Observant readers might have noticed that, unlike the Input interface, filters don’t need to implement a Stop method. Instead, Heka will communicate a shutdown event to filter plugins by closing the input channel from which the filter is receiving the PipelinePack objects. When this channel is closed, a filter should perform any necessary clean-up and then return from the Run method with a nil value to indicate a clean exit.

Finally, there is one very important point that all authors of filter plugins should keep in mind: if you are not passing your received PipelinePack object on to another filter or output plugin for further processing, then you must call PipelinePack.Recycle() to tell Heka that you are through with the pack. Failure to do so will cause Heka to not free up the packs for reuse, exhausting the supply and eventually causing the entire pipeline to freeze.

Outputs

Finally we come to the output plugins, which are responsible for receiving Heka messages and using them to generate interactions with the outside world. The Output interface is nearly identical to the Filter interface:

type Output interface {
    Run(or OutputRunner, h PluginHelper) (err error)
}

In fact, there is very little difference between filter and output plugins, other than tasks that they will be performing. Like filters, outputs should call the InChan method on the provided runner to get an input channel, which will feed PipelinePack objects. Like filters, outputs should listen on this channel until it is closed, at which time they should perform any necessary clean-up and thenreturn. And, like filters, any output plugin with a ticker_interval value in the configuration will use that value to create a ticker channel that can be accessed using the runner’s Ticker method. And, finally, outputs should also be sure to call PipelinePack.Recycle() when they finish w/ a pack so that Heka knows the pack is freed up for reuse.

Registering Your Plugin

The last step you have to take after implementing your plugin is to register it with hekad so it can actually be configured and used. You do this by calling the pipeline package’s RegisterPlugin function:

func RegisterPlugin(name string, factory func() interface{})

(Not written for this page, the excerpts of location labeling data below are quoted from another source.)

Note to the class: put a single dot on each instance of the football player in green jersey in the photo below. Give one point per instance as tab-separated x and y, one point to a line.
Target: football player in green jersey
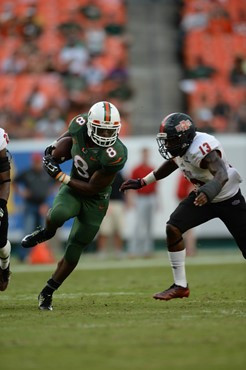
97	155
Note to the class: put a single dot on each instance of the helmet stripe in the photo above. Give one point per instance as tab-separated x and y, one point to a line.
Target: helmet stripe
107	112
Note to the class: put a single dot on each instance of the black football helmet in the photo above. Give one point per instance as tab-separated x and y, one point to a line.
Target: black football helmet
177	132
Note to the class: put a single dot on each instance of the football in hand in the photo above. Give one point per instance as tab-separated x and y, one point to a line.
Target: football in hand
62	152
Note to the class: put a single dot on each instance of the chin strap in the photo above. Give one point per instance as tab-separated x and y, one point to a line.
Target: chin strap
63	177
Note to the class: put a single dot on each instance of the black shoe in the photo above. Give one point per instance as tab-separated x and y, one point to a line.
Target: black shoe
38	236
175	291
4	278
45	302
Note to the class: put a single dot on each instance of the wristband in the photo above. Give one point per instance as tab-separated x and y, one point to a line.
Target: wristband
62	177
54	143
148	179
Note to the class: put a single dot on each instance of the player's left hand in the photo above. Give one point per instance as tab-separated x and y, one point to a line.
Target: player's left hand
51	166
201	199
132	184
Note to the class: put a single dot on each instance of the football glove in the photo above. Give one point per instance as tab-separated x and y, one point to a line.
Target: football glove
132	184
50	148
51	166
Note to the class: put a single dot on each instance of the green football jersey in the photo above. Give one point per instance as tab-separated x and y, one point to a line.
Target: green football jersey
87	160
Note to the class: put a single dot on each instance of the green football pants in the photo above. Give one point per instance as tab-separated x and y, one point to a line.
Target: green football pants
88	213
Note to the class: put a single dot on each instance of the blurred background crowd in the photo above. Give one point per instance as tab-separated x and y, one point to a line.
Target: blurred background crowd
148	57
59	57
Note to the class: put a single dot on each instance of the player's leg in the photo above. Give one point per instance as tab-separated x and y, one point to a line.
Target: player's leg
5	249
84	229
65	207
233	213
185	217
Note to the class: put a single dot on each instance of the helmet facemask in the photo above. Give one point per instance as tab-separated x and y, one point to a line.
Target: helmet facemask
103	124
103	133
177	132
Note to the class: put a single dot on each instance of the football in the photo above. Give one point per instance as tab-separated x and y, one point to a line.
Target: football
62	152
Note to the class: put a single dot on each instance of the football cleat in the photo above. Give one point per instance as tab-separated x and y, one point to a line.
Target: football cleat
45	302
175	291
4	278
38	236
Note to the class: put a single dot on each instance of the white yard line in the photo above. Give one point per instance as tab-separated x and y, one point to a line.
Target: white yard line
92	263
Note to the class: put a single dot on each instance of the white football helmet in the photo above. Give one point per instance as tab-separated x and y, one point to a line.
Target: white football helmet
103	124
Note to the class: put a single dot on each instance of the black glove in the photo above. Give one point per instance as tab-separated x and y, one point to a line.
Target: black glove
132	184
51	166
50	148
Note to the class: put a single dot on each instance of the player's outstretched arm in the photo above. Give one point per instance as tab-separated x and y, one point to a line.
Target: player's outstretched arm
217	168
52	146
163	171
99	180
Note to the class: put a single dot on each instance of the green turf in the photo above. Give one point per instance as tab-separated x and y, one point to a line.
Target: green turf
106	318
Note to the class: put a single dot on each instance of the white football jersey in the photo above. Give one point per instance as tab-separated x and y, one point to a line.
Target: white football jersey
3	139
189	164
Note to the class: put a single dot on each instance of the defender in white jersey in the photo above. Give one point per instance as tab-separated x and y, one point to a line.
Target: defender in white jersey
202	160
5	246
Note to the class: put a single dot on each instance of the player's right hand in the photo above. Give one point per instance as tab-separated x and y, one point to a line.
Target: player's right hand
51	166
132	184
50	148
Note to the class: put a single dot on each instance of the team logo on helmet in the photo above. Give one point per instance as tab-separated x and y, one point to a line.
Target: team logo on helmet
183	126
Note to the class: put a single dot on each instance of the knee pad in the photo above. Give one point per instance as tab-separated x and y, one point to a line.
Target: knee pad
4	229
173	234
172	231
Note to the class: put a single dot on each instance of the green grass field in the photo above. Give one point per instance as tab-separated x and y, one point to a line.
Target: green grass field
105	317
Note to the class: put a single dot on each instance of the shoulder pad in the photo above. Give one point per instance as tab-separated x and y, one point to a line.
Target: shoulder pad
201	146
76	123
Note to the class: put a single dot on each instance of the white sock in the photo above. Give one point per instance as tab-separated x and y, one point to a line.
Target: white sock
177	261
5	255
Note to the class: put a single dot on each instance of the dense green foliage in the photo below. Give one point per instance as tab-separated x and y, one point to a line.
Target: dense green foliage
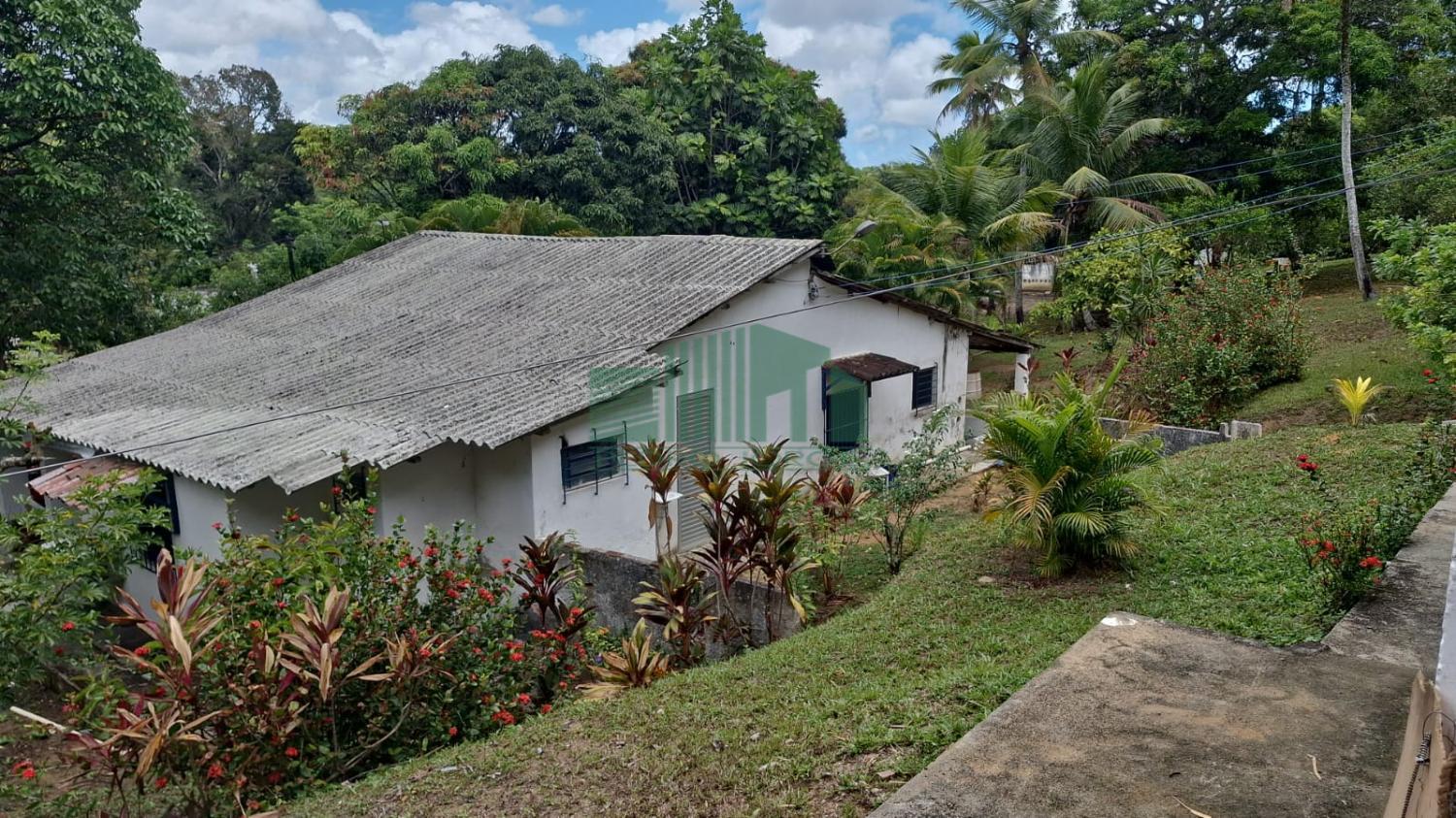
759	148
903	675
90	133
1423	256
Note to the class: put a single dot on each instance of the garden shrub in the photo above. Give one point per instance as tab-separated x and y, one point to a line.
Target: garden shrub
1231	334
1117	281
1347	547
58	567
1423	256
929	465
323	649
1072	485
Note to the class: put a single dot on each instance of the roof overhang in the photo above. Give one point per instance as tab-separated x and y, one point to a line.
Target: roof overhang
871	366
980	337
66	477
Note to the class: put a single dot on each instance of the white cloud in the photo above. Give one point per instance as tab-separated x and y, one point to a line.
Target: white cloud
612	47
877	81
555	15
317	55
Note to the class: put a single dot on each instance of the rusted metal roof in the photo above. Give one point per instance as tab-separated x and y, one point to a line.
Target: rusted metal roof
871	366
66	479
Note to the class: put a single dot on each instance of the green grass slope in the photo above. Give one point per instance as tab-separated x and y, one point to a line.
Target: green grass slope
830	721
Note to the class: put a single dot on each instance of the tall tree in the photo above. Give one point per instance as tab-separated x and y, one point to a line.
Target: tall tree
1082	136
1347	168
89	136
760	150
244	166
978	81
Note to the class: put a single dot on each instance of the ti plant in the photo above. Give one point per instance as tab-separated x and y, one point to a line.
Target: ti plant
1354	396
546	576
637	666
835	504
680	605
657	462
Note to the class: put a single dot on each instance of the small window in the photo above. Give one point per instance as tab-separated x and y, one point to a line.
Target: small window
922	390
165	497
590	462
352	485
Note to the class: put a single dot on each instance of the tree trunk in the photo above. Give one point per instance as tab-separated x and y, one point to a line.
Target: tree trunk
1345	162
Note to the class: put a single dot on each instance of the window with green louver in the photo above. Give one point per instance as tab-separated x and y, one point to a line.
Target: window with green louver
695	439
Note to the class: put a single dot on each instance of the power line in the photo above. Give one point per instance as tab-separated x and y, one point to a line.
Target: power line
676	337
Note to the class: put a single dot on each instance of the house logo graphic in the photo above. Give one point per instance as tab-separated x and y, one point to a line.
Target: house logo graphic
715	390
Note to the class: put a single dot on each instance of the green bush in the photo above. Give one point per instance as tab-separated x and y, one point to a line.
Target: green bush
1072	485
1423	256
1117	281
1231	334
317	652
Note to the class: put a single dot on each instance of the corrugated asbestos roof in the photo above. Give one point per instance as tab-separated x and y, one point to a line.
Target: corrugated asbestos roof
424	311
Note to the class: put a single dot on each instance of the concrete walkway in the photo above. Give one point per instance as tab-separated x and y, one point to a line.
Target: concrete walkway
1149	719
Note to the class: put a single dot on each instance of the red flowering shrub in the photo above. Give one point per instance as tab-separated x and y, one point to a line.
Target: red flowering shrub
1347	547
1234	332
320	651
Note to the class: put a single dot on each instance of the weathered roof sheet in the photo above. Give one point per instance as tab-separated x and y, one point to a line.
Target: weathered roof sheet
871	366
67	477
980	337
415	313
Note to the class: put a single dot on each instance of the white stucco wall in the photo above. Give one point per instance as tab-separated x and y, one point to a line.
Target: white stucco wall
436	489
515	489
612	515
609	515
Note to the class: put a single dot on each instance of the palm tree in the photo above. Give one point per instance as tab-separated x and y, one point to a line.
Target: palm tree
1079	136
1021	35
1072	485
960	203
966	180
977	78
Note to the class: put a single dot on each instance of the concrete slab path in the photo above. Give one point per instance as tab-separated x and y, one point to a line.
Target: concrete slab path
1147	719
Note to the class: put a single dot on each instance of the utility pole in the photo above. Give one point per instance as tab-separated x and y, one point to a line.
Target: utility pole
1345	162
1021	311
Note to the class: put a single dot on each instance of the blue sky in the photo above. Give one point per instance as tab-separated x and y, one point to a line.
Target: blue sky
874	57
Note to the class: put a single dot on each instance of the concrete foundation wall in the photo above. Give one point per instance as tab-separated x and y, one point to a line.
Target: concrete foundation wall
1182	439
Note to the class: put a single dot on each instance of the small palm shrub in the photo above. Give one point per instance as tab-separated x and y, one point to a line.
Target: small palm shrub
1354	396
637	666
1072	485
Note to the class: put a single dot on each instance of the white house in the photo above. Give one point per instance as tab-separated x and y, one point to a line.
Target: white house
492	378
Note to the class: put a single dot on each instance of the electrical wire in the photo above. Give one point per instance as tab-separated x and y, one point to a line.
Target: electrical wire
654	343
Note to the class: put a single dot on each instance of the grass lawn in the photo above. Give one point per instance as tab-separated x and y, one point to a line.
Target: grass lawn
832	721
1351	340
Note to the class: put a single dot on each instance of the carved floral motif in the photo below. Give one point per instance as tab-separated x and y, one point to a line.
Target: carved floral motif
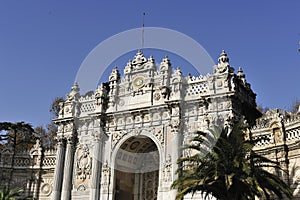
84	163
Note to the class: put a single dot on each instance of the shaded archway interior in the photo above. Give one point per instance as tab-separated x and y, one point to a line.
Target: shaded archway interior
136	169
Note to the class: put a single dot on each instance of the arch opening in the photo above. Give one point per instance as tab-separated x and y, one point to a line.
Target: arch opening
136	170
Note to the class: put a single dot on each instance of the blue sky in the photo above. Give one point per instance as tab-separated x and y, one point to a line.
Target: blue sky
43	43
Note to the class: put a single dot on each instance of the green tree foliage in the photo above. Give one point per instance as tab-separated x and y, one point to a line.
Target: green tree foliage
47	136
228	170
12	194
20	135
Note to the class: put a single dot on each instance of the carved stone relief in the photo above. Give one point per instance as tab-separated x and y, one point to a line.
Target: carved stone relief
84	163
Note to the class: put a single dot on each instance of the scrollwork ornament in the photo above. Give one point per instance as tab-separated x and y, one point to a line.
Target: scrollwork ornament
84	163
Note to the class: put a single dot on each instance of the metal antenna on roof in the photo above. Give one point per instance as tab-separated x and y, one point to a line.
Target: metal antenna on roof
143	25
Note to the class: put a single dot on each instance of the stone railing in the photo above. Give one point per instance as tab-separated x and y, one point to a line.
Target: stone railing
87	104
197	86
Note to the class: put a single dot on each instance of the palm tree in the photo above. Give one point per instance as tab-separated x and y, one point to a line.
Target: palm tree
228	170
19	136
10	194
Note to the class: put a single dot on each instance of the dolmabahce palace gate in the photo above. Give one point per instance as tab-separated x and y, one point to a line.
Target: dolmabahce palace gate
122	141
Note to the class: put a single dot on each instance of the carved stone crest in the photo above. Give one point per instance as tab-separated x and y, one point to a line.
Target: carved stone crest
84	163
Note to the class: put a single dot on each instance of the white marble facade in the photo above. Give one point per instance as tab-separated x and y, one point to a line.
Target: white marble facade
122	141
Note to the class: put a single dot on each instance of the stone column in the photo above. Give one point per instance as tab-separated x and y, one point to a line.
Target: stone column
59	168
68	170
96	169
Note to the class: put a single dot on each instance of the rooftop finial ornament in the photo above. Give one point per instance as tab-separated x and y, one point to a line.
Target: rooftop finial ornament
223	63
223	57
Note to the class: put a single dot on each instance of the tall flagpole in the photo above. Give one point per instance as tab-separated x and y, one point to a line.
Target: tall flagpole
143	25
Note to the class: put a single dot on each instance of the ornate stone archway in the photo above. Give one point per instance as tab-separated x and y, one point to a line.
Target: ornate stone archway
136	169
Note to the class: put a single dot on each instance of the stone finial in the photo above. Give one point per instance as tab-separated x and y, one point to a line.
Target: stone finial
240	73
74	92
165	64
151	59
177	72
139	59
223	58
128	67
114	75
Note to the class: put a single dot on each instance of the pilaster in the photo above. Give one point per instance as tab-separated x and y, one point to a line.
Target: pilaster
59	168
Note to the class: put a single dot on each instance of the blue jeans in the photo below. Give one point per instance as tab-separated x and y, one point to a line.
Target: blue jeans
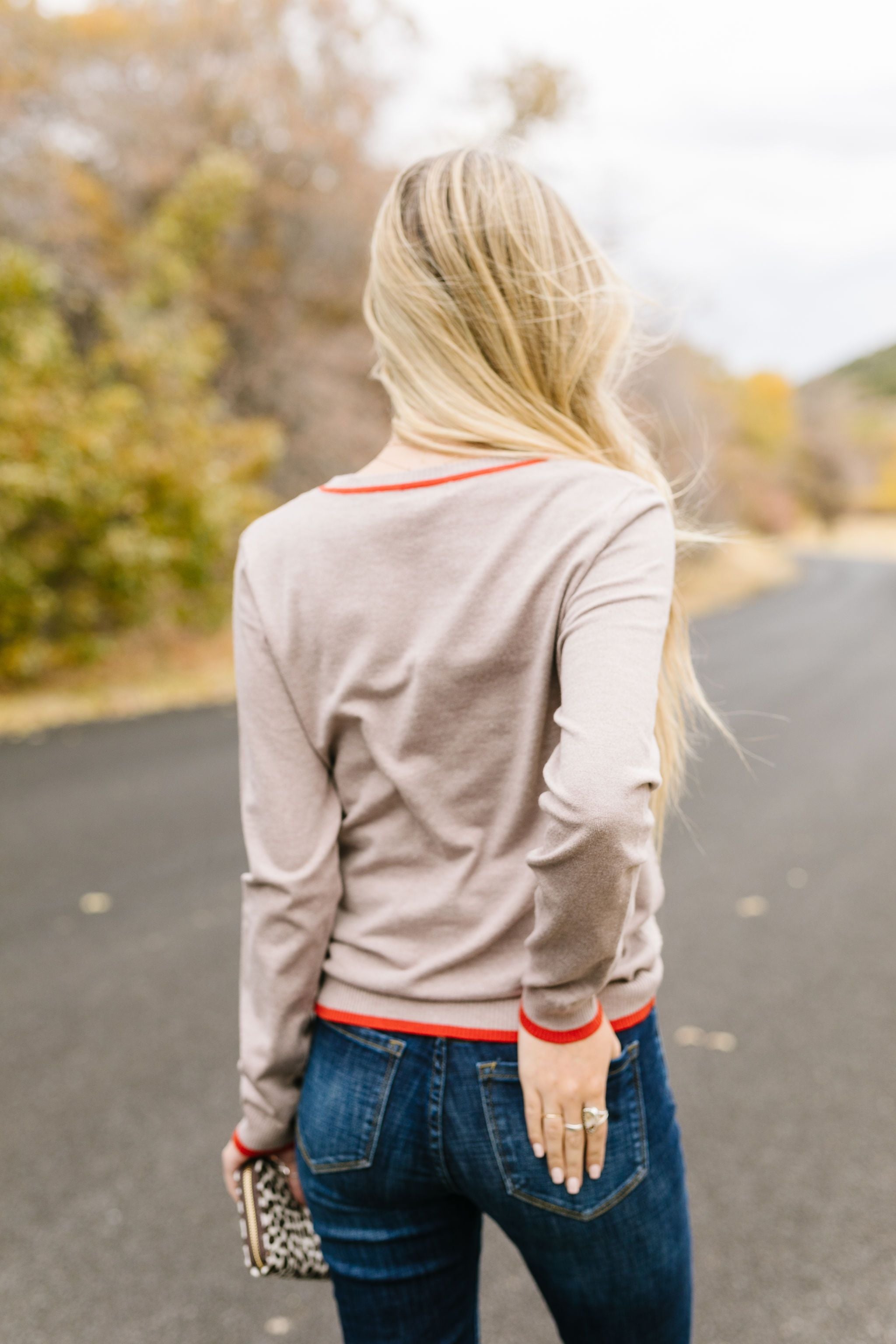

The name value should be a unique identifier for your plugin, and it should end in one of “Input”, “Decoder”, “Filter”, or “Output”, depending on the plugin type.

The factory value should be a function that returns an instance of your plugin, usually a pointer to a struct, where the pointer type implements the Plugin interface and the interface appropriate to its type (i.e. Input, Decoder, Filter, or Output).

This sounds more complicated than it is. Here are some examples from Heka itself:

RegisterPlugin("UdpInput", func() interface{} {return new(UdpInput)})
RegisterPlugin("TcpInput", func() interface{} {return new(TcpInput)})
RegisterPlugin("ProtobufDecoder", func() interface{} {return new(ProtobufDecoder)})
RegisterPlugin("CounterFilter", func() interface{} {return new(CounterFilter)})
RegisterPlugin("StatFilter", func() interface{} {return new(StatFilter)})
RegisterPlugin("LogOutput", func() interface{} {return new(LogOutput)})
RegisterPlugin("FileOutput", func() interface{} {return new(FileOutput)})

It is recommended that RegisterPlugin calls be put in your Go package’s init() function so that you can simply import your package when building hekad and the package’s plugins will be registered and available for use in your Heka config file. This is made a bit easier if you use plugin_loader.cmake, see Building hekad with External Plugins.